RAM disk vs paging + buffer cache
Judah Greenblatt
judah at whuxcc.UUCP
Tue Aug 12 10:13:30 AEST 1986
> Some recent discussions in unix-wizards and here at work set me to thinking
> about why one would want a RAM disk as a general sort of feature. ("RAM
> disk" refers to using a fixed part of main memory as if it were a disk-like
> device.)
I was involved in developing ram-disk drivers for several unix systems
in an attempt to speed up a large application. During the work we
discovered the following useful tidbits:
- file systems like /tmp, with large numbers of short-lived files,
generate an inordinate amount of physical I/O activity. I'm not
sure why, but it seems that the following sequence generates several
physical I/O operations, even when the buffer-cache is empty:
- create a file
- write 1 block of data
- close it
- open it again
- read the data
- close it again
- unlink the file
In the face of thousands of programs which perform this sequence
hundreds of times a minute, putting /tmp in ram is a big win.
- The free-list is not an efficient cache of program text.
In a machine with 20,000 free pages, no more than 2000 of which
were ever in use at once, the 'hit ratio' of the free list was
measured at under 80%, while the 2000 block buffers had a hit
ratio over 95%.
- While program text can be reclaimed from the free list, initialized
data pages cannot.

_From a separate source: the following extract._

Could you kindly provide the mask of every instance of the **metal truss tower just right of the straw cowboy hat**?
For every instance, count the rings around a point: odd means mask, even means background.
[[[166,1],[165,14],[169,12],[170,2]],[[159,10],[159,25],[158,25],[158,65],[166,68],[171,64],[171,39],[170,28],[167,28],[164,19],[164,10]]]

As the page fault system in 4.2BSD bypasses
the block buffers when faulting in initialized data pages,
there is NO buffering of such pages, and every page fault generates
a physical I/O operation. When running lots of short-lived programs
which have a lot of initialized data, it may pay to try to put
the entire file system containing your programs into ram!
- Note that all of the above is talking about short-lived files and
quick-running, tiny programs. Unix already seems to handle the
big stuff well enough. (Well, almost well enough. You do keep
your large files one per raw disk partition, don't you? :-)
- To play these games requires a LOT of memory. Don't even think
of allocating less than 1 MB to a ram disk. If you will be putting
programs into core, expect to use 10 MB or more. As you will also
want 1000 or more block buffers, and probably need to support 100+
users, you're going to need at least 32 MB of ram.
- One thought on why you might not want to let the block buffers
do all the work: can you imagine what a 'sync' would
cost on a system with 20,000 block buffers?
--
Judah Greenblatt "Backward into the Future!"
Bell Communications Research uucp: {bellcore,infopro,ihnp4}!whuxcc!judah
Morristown, New Jersey, USA arpa: whuxcc!judah at mouton.com
* Opinions expressed are my own, and not those of the management.